Ratunku

109 6 1
                                    


Przyrzekam napisać długi bardzo rozdział i wstawić go niebawem

Lecz

Zginę niewinnie a razem ze mną wszystkie moje (po)twory jeśli nie znajdzie się ktoś, kto ma czas i jakieś zdolności i umie obsługiwać canvy fotoszopy i inne gimpy

I zrobi mi okładkę. Na cito, najpóźniej na za 3 tygodnie, zanim mózg mi wyparuje. Znaczy wena z mózgu (albo z mózgiem).

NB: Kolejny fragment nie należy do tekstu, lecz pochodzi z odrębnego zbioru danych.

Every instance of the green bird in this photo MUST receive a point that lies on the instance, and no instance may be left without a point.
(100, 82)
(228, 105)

Jeśli macie kogoś godnego polecenia to beeełłagaam piszcie nie nindżujcie, bo przez głupie ocenianie książek po okładkach, które ma miejsce zawsze - bo ma, taka prawda - znowu zniknę w ciemności na kolejne wieki, a skoro jest lato i wolne, to może bym coś popisała.

Nie wymagam cudów, tylko żeby ładnie było. Estetycznie. I żeby autor był cierpliwy dla mnie, bo marudzę czasem za 10 osób, ale w gruncie rzeczy dopasuję się do każdej wizji.

Płacę w złocie, brokacie, rozdziałach i nieustającej miłości!!!